Building the Workflow That Protects You
The verification step most attorneys take, checking that a cited case exists and says what you claim, is necessary but not sufficient. Here's a more complete internal checklist before any AI-assisted brief goes out the door:
- Confirm every citation resolves to a real, accessible opinion (Westlaw, Lexis, or the NJ courts' own database, not just a Google result).
- Pull the full text of any case you're relying on for a specific holding and read the relevant passage, not just the headnote.
- Run any cited New Jersey statutes against the current legislative text. NJSA.gov is authoritative; AI summaries are not.
- Check whether any cited authority has been overruled, distinguished, or limited by subsequent NJ decisions, regardless of what the AI summary says.
- If the AI drafted an argument around a legal standard, confirm that standard applies in New Jersey courts specifically, not just generally.

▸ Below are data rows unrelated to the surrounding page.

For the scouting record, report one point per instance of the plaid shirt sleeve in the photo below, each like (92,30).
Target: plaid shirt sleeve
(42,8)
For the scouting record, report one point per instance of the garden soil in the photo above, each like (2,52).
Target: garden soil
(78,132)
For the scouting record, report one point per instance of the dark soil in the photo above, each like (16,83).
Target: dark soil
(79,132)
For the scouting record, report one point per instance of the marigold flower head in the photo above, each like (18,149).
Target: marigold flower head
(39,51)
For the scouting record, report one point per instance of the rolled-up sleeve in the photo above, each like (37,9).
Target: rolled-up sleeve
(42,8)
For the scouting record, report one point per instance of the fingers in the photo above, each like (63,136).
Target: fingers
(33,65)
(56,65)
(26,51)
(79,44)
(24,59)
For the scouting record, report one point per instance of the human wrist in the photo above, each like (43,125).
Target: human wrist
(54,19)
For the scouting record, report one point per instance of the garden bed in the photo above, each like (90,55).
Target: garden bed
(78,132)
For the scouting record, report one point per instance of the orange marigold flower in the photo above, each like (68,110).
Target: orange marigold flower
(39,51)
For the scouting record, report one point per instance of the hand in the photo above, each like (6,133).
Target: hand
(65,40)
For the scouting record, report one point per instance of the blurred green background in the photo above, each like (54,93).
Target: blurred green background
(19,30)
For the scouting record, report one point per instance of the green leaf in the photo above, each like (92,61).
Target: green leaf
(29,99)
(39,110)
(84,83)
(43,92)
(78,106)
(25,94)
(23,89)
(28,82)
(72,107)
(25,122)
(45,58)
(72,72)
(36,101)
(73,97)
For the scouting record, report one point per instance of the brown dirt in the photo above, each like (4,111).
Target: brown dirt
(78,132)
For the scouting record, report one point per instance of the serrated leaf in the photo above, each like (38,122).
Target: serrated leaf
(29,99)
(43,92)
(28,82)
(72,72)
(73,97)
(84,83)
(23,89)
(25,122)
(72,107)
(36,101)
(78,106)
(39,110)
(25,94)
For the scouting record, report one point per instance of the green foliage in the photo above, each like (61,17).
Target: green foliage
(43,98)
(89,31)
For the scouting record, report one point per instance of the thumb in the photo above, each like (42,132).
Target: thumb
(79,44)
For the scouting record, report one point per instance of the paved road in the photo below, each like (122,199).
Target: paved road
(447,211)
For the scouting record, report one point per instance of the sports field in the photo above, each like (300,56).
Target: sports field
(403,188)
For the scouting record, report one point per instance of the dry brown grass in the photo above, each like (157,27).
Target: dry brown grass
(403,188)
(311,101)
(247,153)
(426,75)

This adds time. For a complex motion, maybe 45 minutes to an hour of focused review. That's the real cost of using AI in litigation work, and it should factor into how you staff and price AI-assisted matters.
One practical note on tool selection: AI tools built specifically for legal research, trained on verified legal data and updated regularly, carry meaningfully lower hallucination risk than general-purpose models when it comes to case law. That doesn't mean they're perfect, but the gap is real enough to matter when RPC 3.3 is the standard you're being held to.
If your current practice is using a general-purpose chatbot for case research and then spot-checking a few citations, that workflow probably isn't tight enough for tribunal submissions. Tighten it before a judge points it out for you.